A class is an entity we are interested in, such as ‘LOC’ for location, ‘PER’ for person, ‘GEO’ for geography, etc. It can be anything.
A token is a string containing a class, such a GEO, LOC, PER and a prefix. The prefix indicates where we are in the current chunk. For a given scheme, the list of possible prefix are the letters of the scheme, such as I-O-B or I-O-E. Prefix can only be a single ascii character.
A chunk is list of at least one token associated with a named entity.
A Scheme gives us enough information to parse a list of tokens into a chunk.

ClassMetrics
Datastructure holding metrics about a given class.
Reporter
The reporter holds the metrics of a given class and the overall metrics.
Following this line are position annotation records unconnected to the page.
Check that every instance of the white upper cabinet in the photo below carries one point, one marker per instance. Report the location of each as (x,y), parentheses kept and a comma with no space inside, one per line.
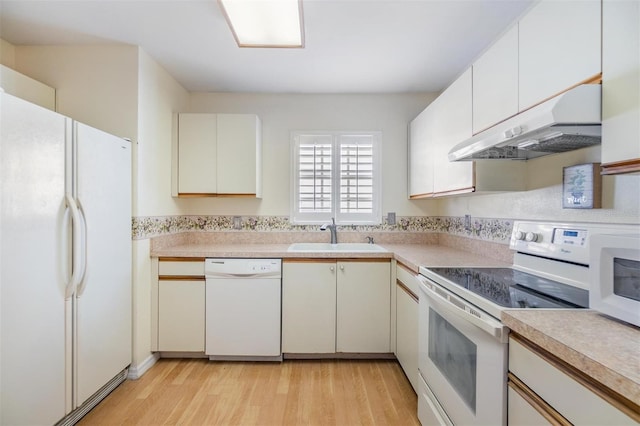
(495,82)
(239,154)
(559,47)
(621,86)
(446,122)
(452,124)
(420,155)
(218,154)
(197,154)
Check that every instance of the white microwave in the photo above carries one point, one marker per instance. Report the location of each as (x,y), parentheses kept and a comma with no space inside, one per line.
(615,280)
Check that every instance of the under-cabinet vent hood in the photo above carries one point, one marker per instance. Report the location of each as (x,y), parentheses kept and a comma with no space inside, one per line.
(566,122)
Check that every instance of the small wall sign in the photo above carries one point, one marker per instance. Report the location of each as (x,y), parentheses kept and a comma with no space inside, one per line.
(582,186)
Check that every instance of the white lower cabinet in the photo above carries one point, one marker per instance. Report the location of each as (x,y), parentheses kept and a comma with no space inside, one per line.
(543,391)
(407,314)
(178,305)
(336,306)
(181,320)
(308,307)
(363,314)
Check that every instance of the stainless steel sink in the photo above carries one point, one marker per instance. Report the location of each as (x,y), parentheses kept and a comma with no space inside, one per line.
(340,247)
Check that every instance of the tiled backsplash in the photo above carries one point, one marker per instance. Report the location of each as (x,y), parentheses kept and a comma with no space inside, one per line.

It can be used to display the results (i.e. prettyprint them) as if they were collected into a dataframe and can be consumed to obtain a BTreeSet containing the metrics. The reporter can be built with the classification_report function. #Example
RusevConfig
Config struct used to simplify the imputs of parameters to the main functions of Rusev. It Implements the default trait.
RusevConfigBuilder
This builder can be used to build and customize a RusevConfig stucture.

Average
ComputationError
Enum error encompassing many type of failures that could happen when computing the precison, recall, f-score and the support.
DivByZeroStrat
How do we handle cases with a division by zero? Do we replace the denominator by 1, return an error, or replace the division result with 0? SeqEval uses by default the ReplaceBy0 strategy. It is not recommended to use the ReturnError; it will stop the computation. It can be useful if you believe there should be no 0 in the denominator.
SchemeType
Enumeration of the supported Schemes. They are use to indicate how we are supposed to parse and chunk the different tokens.

classification_report
Main entrypoint of the Rusev library. This function computes the precision, recall, fscore and support of the true and predicted tokens. It returns information about the individual classes and different overall averages. The returned structure can be used to prettyprint the results or be converted into a HashSet.
classification_report_conf
Main entrypoint of the Rusev library. This function computes the precision, recall, fscore and support of the true and predicted tokens. It returns information about the individual classes and different overall averages. The returned structure can be used to prettyprint the results or be converted into a HashSet. Instead of taking in the raw parameters, this function takes a RusevConfig struct.
precision_recall_fscore_support
One of the main entrypoints of the Rusev library. This function computes the precision, recall, fscore and support of the true and predicted tokens. This method does NOT check the lengths of y_true and y_pred.

DefaultRusevConfig
Reasonable default configuration when computation metrics.
PrecisionRecallFScoreTrueSum
Type alias for representing the output of the precision_recall_fscore_support. Each arrays contain a vector of f32. The first array contains the precision, the second the recall, the third the f-score and the last one the support.